Wednesday, September 11, 2013

Final Thoughts

Triple? Whoa, dude. That's cray. Well, I'd like to add some final thoughts of the day. I haven't done this before, and it probably won't happen very often. I have this tendency to get really worked up over certain things, and sometimes that's dangerous. That is why I will limit these types of posts. On my personality test, one of my top 5 strengths was "belief," and you better believe it. When I believe something, I firmly believe it. That doesn't mean I'm close minded and ignorant; quite the contrary, it means I research and affirm my position before holding fast. And I don't condemn/judge anyone for theirs.
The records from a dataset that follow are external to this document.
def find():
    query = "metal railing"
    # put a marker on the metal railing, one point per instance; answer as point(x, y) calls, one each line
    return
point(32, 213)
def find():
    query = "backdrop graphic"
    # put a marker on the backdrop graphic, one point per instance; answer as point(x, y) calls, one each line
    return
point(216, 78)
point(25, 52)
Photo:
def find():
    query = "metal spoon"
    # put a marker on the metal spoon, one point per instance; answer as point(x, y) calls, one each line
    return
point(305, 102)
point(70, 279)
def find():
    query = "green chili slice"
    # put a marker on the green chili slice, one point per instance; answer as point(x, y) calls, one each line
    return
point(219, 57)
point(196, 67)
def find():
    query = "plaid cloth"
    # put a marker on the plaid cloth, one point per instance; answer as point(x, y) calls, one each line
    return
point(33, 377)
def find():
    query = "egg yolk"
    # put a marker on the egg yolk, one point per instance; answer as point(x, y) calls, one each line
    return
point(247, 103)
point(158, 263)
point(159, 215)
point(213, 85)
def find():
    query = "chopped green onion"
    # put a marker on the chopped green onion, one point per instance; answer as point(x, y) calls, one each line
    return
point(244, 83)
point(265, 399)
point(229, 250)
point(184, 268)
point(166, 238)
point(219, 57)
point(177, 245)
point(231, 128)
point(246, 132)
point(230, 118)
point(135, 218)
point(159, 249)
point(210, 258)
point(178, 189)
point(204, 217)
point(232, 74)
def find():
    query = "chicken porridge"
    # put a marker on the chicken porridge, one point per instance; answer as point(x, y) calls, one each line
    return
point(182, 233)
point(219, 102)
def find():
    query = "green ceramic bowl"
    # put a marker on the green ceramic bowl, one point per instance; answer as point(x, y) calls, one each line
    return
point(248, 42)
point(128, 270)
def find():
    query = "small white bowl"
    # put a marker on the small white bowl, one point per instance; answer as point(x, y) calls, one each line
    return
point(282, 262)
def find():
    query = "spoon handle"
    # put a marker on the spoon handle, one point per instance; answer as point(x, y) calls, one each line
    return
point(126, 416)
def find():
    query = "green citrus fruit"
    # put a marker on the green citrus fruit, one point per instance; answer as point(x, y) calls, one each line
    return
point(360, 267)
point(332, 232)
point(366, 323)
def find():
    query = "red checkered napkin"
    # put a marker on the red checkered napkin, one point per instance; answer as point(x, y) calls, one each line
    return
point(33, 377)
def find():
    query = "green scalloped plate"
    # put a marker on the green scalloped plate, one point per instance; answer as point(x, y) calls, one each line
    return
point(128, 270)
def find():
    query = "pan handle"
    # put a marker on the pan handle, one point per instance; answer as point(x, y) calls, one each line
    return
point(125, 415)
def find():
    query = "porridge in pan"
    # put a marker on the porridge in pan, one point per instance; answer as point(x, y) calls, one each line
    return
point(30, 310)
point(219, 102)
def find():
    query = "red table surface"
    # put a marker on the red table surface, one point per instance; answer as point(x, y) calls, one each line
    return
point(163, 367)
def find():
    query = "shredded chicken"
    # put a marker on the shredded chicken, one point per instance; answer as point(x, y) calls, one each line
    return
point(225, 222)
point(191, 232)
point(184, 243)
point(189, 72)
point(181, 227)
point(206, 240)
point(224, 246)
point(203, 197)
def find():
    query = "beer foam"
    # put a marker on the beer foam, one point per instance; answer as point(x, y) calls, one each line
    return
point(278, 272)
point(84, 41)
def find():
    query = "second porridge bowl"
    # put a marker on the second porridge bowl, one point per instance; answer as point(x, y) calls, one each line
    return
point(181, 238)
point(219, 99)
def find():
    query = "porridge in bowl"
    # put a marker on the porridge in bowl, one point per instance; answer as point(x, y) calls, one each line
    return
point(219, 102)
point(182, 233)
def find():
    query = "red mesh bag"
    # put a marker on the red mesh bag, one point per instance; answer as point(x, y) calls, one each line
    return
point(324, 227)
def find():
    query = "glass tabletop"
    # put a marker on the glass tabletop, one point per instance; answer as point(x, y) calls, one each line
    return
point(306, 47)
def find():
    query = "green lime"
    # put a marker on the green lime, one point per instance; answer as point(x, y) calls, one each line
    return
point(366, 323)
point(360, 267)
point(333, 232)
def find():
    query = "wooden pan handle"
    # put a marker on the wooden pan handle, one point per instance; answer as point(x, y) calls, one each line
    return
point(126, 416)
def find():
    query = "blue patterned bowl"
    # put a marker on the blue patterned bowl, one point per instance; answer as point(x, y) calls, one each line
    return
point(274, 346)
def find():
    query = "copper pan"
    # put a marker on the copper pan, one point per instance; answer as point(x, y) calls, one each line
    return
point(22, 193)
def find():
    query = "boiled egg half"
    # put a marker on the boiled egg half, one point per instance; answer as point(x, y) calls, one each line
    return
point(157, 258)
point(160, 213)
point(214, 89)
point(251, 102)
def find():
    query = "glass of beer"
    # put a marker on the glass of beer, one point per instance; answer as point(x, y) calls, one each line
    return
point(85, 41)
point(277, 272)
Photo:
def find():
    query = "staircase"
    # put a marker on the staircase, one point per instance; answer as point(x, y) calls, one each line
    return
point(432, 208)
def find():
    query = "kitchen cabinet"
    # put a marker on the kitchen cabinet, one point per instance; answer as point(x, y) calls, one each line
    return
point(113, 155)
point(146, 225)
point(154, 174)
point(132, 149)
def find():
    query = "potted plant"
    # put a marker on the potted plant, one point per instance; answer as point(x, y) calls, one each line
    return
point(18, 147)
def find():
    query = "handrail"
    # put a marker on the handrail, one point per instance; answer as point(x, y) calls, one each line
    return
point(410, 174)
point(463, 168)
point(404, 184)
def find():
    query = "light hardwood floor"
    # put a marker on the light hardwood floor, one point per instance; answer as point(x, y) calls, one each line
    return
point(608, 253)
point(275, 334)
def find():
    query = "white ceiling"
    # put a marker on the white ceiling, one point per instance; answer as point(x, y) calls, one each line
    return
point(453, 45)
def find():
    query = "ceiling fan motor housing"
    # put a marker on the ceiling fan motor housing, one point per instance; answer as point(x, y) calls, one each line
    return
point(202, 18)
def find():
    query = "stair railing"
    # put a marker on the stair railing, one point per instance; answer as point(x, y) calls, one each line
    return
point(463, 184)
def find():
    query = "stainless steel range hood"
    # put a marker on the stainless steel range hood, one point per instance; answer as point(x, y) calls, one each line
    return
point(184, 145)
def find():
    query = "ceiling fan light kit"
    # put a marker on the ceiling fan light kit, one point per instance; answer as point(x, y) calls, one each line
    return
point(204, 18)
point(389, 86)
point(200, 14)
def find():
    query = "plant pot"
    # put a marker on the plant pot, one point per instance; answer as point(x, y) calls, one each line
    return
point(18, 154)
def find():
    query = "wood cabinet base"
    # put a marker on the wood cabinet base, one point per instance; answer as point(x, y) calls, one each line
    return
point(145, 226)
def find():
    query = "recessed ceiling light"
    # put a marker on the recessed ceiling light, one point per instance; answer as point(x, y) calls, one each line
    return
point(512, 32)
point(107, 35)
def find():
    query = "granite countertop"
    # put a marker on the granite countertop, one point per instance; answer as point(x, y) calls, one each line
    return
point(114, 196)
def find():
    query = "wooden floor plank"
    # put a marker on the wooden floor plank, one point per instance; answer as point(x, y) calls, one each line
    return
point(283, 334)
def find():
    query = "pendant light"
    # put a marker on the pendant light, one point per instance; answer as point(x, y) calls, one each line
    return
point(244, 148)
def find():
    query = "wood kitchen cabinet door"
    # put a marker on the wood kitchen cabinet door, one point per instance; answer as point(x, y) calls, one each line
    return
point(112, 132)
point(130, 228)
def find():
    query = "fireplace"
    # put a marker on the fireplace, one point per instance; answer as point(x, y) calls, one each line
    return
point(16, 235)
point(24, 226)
I simply am not easily swayed from mine. ANYWAYS, I would like to post in memory of those who were lost as well as the loved ones they left behind on that fateful day twelve years ago today. On September 11, 2001, I entered my sixth grade science class, first period of the day, only to find my distraught teacher Mrs. B talking about some plane that hit a building in New York. I didn't even understand the full extent of the situation until I got home and my mother was watching the news playing the same pictures over and over again on the television. That day is burned in my mind despite my only being eleven years old at the time. I cried thinking about the nearly 3,000 people who died. I cried listening to the little girl sing at the Pennsylvania field where her father's plane crashed and everyone on board died. I cried watching the movie Flight 97, the movie depicting that man and his co-fliers' brave fight against the terrorist hijackers. Now people have all kinds of conspiracy theories flying around, and everyone thinks we went to war for this reason or that. No matter what people say, it won't change the past, and it won't change that all those lives were lost. The best thing we can do is remember the bond that was formed that day between citizens of the USA and live our lives and run our country in such a manner that those people and many thousands (maybe millions) before them did not die in vain. God bless America, God bless the world, and God bless those who lost their lives both on our soil and abroad so that we can stand here today and say whatever ill things we want to about them and each other. They are our heroes, and we would do well to embed them in our memories. God bless our troops.